A motion is a written request to enter certain orders usually to limit the actions of the opposing party requiring the opposing party to perform. Some examples of motions are: to require a party to take a paternity test, require child support payments based on the custody and visitation agreements, and create child custody and visitation schedules. However, motion orders are temporary. The order’s purpose is to dictate behavior until a final order can be given at trial; however, most courts require that parties attempt to resolve the issue before filing a motion.
The hearing for a motion is very short, lasting five minutes at most; however, it may take a while for a party’s docket is called. During the hearing, the judge asks questions that enable them to discern the essential facts of the dispute and the reason for the motion. In other words, they are trying to find out why a party filed the motion and if the circumstances surrounding the dispute warrant a court order. If they find that the law is not supported by sufficient facts, they will deny the motion. If the facts warrant action under the law, the judge will grant the motion. Granting the motion means that the parties receive an order that dictates actions taken before the trial.
Most motions are made before a trial since they dictate actions taken before trial, but they have an additional benefit of making the trial more efficient. Motions also dictate how a trial proceeds, and with the motions out of the way, the trial court can focus on the primary issues giving rise to the suit. However, not all motions can be filed before trial. Specifically, if a party tries to file a motion to change an order, they would need to get the order first.
A party may file a motion that asks the court to set aside a default order. A default order usually occurs when one party fails to appear at the trial or motions hearing. Also, a party may file a motion to set aside a final order. Setting aside an order, in essence, means that a party wants the order undone. There is always someone who is not satisfied by a final order, but a party cannot file a motion to set aside an order merely because they did not like the order. An order will only be set aside if there is sufficient evidence that the order was wrong or unjust.
If a party does not possess sufficient evidence to get an order set aside, they may still file for a modification to the order. Situations occur after the final order is given that require a provision that was not reasonably foreseen at the time the final order was given, and a party can file a motion to modify an order; however, it is up to that party to present the legal standard that would allow the party to make this change to the judge who will either approve or deny the change. Some common modifications that are made are: changing child custody and visitation, usually meaning that a parent either wants sole custody or joint custody; relocating with the child or children; and changing child support.
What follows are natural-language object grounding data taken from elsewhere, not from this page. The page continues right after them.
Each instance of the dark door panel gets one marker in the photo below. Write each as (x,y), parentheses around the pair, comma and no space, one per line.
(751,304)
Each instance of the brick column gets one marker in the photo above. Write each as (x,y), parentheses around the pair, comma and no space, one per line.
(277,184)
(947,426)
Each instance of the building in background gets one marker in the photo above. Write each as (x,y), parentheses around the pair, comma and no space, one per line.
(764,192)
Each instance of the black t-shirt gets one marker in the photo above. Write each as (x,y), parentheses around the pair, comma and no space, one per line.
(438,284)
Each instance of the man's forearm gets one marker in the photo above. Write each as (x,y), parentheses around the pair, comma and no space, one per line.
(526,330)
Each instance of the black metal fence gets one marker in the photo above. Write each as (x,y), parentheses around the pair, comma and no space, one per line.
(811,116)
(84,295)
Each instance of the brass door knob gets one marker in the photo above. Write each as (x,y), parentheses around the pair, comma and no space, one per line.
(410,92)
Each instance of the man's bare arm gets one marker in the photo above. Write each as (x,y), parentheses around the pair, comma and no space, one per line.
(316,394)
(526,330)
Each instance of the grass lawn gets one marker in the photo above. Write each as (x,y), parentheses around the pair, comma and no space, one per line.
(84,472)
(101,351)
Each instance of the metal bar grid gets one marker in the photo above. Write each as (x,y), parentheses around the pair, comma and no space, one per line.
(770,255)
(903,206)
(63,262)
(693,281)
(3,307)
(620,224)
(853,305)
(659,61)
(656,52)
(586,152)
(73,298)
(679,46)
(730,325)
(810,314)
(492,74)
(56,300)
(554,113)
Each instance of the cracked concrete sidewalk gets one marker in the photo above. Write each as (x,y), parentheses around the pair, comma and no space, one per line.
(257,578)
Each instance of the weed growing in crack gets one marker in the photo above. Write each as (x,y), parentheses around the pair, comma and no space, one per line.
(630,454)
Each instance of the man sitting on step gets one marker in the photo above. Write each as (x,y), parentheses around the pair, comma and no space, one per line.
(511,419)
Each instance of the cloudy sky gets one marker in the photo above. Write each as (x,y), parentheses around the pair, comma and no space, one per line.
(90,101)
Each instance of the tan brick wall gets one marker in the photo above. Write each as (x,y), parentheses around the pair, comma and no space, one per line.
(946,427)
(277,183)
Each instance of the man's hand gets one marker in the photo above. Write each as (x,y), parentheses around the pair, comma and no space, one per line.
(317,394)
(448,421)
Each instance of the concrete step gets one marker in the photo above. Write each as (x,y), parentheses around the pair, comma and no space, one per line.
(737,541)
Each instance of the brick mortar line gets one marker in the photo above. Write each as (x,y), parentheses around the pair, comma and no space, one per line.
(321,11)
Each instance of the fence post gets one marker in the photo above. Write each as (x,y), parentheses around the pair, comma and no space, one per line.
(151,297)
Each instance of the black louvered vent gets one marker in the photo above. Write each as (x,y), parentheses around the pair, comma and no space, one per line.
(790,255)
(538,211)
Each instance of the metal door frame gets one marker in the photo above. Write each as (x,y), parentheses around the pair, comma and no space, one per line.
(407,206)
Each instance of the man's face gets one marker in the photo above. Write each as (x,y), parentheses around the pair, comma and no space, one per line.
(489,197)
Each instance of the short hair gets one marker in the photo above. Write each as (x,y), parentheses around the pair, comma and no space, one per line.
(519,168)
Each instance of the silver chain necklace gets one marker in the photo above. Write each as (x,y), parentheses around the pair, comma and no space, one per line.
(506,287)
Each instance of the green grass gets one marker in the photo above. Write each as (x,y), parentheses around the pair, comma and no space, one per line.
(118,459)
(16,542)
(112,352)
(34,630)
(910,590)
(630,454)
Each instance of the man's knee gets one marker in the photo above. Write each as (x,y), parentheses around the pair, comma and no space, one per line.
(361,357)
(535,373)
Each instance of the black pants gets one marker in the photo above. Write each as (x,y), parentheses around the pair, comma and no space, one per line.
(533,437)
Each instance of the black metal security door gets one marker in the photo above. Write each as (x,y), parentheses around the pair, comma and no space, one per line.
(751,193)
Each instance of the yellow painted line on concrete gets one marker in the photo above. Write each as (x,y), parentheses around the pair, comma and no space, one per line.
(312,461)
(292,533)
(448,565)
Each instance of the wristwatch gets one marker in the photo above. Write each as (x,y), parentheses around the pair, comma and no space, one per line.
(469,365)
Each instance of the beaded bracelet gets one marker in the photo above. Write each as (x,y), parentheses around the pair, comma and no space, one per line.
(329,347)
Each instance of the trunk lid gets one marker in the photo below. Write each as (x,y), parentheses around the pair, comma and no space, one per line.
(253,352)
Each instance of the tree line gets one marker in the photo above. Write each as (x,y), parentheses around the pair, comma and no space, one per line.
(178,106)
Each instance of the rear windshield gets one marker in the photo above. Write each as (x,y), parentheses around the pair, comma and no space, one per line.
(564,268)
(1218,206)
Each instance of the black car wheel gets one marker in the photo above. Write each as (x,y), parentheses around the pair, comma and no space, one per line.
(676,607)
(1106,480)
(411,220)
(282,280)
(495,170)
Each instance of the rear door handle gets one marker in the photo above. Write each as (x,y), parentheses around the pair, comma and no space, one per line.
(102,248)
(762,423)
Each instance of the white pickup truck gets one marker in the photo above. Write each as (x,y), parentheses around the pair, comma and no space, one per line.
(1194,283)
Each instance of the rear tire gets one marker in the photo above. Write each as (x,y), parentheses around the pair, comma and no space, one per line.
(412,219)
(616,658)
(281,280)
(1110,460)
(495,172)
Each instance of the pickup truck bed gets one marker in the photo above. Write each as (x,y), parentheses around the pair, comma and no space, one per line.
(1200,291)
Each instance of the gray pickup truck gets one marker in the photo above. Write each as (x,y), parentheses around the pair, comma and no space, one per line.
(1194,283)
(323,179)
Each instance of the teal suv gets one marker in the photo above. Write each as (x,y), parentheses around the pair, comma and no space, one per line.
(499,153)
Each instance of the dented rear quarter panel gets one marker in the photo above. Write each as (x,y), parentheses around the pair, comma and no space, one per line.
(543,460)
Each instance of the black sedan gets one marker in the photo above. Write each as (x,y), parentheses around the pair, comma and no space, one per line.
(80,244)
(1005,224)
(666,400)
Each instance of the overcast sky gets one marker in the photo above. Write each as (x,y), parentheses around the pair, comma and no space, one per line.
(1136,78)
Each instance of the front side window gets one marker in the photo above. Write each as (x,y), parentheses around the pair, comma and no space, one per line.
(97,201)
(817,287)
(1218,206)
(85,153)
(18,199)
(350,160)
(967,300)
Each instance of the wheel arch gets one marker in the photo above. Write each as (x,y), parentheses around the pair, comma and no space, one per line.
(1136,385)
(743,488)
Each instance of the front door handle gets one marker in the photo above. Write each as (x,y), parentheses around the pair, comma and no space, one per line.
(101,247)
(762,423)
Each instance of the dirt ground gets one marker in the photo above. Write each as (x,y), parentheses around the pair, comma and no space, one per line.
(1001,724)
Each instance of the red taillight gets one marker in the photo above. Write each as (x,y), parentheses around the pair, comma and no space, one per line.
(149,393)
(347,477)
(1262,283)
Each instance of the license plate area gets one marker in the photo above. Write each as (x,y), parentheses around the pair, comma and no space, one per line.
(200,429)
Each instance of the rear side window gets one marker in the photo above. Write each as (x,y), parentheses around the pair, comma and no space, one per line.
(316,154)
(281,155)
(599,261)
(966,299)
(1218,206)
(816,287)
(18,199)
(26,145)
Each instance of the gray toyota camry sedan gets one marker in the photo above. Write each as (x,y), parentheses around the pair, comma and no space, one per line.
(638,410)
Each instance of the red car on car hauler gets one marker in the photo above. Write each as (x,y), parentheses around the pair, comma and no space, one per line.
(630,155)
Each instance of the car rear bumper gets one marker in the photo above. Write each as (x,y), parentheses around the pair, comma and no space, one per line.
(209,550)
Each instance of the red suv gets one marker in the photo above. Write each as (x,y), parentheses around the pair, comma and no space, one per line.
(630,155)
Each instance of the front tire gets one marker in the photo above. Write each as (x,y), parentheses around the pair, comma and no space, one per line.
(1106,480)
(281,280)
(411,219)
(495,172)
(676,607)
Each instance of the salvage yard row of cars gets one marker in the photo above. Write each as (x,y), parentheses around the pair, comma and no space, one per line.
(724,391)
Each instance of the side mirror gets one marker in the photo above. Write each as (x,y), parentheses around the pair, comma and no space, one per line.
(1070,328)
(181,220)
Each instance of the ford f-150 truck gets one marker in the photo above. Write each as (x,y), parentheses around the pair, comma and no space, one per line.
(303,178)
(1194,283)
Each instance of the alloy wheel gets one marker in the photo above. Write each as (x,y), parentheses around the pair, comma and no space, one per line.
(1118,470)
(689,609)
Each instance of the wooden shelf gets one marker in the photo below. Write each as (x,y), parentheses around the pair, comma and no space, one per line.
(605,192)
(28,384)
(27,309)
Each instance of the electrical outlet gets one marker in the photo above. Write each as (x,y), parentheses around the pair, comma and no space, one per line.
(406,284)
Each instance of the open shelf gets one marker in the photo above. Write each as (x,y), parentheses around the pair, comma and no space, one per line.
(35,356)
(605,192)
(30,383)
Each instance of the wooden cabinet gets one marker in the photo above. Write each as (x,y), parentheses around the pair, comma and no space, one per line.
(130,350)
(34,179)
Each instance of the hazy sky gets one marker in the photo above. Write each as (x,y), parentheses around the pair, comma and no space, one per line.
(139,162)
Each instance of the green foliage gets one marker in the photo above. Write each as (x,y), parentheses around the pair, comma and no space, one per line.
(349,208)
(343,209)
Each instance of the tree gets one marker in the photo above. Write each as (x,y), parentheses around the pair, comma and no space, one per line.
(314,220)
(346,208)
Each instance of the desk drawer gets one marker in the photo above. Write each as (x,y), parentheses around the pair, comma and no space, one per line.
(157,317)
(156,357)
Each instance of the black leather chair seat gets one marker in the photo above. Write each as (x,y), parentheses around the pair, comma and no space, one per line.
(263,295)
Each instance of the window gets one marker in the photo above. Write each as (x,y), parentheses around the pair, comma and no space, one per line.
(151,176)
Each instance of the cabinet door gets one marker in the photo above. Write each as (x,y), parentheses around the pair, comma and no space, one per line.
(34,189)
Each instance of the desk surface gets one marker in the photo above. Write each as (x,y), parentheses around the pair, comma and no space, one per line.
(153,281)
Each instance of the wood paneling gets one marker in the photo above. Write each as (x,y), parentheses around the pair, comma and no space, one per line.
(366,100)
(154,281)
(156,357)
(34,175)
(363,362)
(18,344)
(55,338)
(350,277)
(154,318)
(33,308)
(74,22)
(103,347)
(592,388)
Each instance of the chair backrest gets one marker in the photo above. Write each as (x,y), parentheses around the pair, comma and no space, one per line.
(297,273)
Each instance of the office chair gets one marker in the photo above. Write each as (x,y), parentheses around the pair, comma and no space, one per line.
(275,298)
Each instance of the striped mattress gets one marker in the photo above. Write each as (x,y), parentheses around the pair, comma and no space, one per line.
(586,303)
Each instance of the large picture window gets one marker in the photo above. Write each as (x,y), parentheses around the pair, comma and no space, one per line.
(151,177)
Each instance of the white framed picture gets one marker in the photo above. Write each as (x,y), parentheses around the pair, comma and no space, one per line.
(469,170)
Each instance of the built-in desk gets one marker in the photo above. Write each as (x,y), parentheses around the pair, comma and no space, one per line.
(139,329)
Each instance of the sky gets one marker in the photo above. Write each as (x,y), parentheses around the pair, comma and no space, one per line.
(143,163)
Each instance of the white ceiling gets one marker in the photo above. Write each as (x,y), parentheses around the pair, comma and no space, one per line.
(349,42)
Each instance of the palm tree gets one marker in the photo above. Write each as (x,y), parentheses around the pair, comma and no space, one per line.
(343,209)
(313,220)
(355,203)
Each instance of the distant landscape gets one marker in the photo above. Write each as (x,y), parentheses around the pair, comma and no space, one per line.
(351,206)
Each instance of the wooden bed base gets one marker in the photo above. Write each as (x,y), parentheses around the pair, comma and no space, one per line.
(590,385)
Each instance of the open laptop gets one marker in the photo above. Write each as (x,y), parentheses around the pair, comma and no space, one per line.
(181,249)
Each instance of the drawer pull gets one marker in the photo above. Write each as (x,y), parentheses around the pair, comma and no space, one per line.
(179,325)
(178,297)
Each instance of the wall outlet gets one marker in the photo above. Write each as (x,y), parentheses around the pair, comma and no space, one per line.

Family court motions for Allegheny County are filed with the family court located in downtown Pittsburgh. Hearings take place at 2 p.m. every Monday through Thursday and at 10 a.m. every Friday at the same location. The order in which the motions appear is organized by docket, and when your number is called, the attorneys will argue for or against the motion in question to a judge. The judge does not have to be the one to which a case is assigned. As a result, counsel may prepare a brief to inform a judge unfamiliar with the case of the nature of the dispute giving rise to the motion and the facts that support the granting of the motion. Parties may and are encouraged to accompany counsel to their motions hearing in case they are needed to clarify facts involved in the dispute.
Motions are an important practice in a case. They can be implemented when a party feels that the other has some sort of unjust advantage, or to get the other party to act when they refuse. A motion hearing, while seemingly inconvenient, helps the trial be more efficient when deciding a final order.